The University’s Security, Privacy, Identity and Trust Engagement NetworkPlus (SPRITE+) has secured a £2.6 million follow-on award from the Engineering and Physical Sciences Research Council supplemented by £2.3 million from institutional contributions and project partner in-kind commitments. The funds will support the network to consolidate its existing work, and further develop its reach and impact through an ambitious programme of activities.
SPRITE+ was created in 2019, as part of the EPSRC’s Digital Economy programme, to foster engagement between academic and non-academic communities and provide a platform for building interdisciplinary collaborations to address challenges related to the future of digital trust, identity, privacy, and security (TIPS). Its activities include workshops, showcase events, research funding, and other community-building activities across disciplines and sectors.
Since its launch, SPRITE+ has attracted over 750 members from academia, industry, government, law enforcement and civil society organisations, and the support of eighteen Project Partners. Currently, 75% of its members are academic researchers from technical, scientific, arts/humanities and social science disciplines, with over ninety HEIs represented from the UK and beyond.
In its second phase, SPRITE+ will be led by Professor Mark Elliot from the University of Manchester, with Professor Stacey Conchie (Lancaster University), Professor Deeph Chana (Imperial College London), Professor Vladimiro Sassone (University of Southampton), and Professor Sakir Sezer (Queen’s University Belfast). The current SPRITE+ Director, University of Manchester’s Professor Emma Barrett, will remain as part of the Management Team for phase two.
The additional funding from 2023 will enable SPRITE+ to enhance its research support, including new funding calls to tackle industry-led challenges, ‘deep dive’ research projects and horizon scanning exercises.

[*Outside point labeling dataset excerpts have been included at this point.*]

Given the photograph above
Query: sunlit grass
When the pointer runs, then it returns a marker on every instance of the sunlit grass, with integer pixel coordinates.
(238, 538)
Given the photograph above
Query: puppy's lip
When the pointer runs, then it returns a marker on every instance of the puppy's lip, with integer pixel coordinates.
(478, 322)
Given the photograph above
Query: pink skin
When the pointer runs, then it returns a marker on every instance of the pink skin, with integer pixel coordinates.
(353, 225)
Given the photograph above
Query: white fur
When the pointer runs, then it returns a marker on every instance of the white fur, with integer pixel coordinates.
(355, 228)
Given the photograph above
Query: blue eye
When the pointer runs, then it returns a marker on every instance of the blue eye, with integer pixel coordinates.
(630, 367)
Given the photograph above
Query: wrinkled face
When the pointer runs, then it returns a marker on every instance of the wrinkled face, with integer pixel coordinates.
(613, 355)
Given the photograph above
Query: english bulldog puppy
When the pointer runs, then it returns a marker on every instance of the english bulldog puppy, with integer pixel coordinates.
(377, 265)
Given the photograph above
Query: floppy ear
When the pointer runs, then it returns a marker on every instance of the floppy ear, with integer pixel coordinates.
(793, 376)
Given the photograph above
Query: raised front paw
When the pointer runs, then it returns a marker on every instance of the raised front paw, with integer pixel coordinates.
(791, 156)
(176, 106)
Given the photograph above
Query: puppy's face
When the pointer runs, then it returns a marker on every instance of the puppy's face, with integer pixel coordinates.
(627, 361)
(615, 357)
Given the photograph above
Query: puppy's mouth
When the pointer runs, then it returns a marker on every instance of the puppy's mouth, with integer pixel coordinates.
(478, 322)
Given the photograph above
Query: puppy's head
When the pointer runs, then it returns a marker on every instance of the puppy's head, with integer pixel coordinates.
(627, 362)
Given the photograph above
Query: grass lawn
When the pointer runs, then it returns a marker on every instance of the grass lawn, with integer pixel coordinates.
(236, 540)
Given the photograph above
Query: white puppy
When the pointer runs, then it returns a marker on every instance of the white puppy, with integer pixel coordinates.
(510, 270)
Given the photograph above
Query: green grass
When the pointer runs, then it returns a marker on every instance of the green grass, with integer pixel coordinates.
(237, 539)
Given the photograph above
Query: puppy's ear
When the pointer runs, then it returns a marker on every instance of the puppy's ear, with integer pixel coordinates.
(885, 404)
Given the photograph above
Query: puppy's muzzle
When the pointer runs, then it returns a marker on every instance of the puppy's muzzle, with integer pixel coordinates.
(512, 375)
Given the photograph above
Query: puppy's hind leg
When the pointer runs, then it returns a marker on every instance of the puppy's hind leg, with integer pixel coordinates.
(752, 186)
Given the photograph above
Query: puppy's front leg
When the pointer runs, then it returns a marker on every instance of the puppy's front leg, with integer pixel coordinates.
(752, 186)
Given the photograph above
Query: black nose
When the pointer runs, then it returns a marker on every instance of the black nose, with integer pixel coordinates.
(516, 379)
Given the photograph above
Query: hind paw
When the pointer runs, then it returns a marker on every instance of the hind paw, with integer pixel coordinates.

Early career researchers will benefit from enhanced opportunities to develop their skills and engage with stakeholders from industry, government, and civil society. SPRITE+ will also extend its international reach by building new collaborations in Canada, Australia, South Korea and the USA. The new activities will complement and extend the existing programme of sandpits, community building and networking events.
As the UK’s national NetworkPlus for TIPS, SPRITE+ works closely with other networks and hubs that also cover aspects of digital trust, identity, privacy and security, supporting their work and maximising opportunities for collaboration across disciplines and sectors. Twenty-four high-profile organisations (including organisations from phase one) have already signed up to join phase two of SPRITE+ as Project Partners.
Security, privacy, identity, and trust are vital in defining the type of societies we will be living in as we move through the 21st century. To enable the best outcomes, we need joined-up interdisciplinary research across the breadth of those four areas. SPRITE+ has been a fabulous initiative, building the interdisciplinary network, creating spaces for innovation to flourish and establishing ourselves as the go-to point of contact to engage with the broadest UK network of interdisciplinary, cross-sector digital TIPS experts. For the next phase, our vision is to expand the influence of the network through building partnerships and driving innovation in research.
Professor Mark Elliot said.
The second phase of SPRITE+ will launch in September 2023, and is funded by the EPSRC for four years.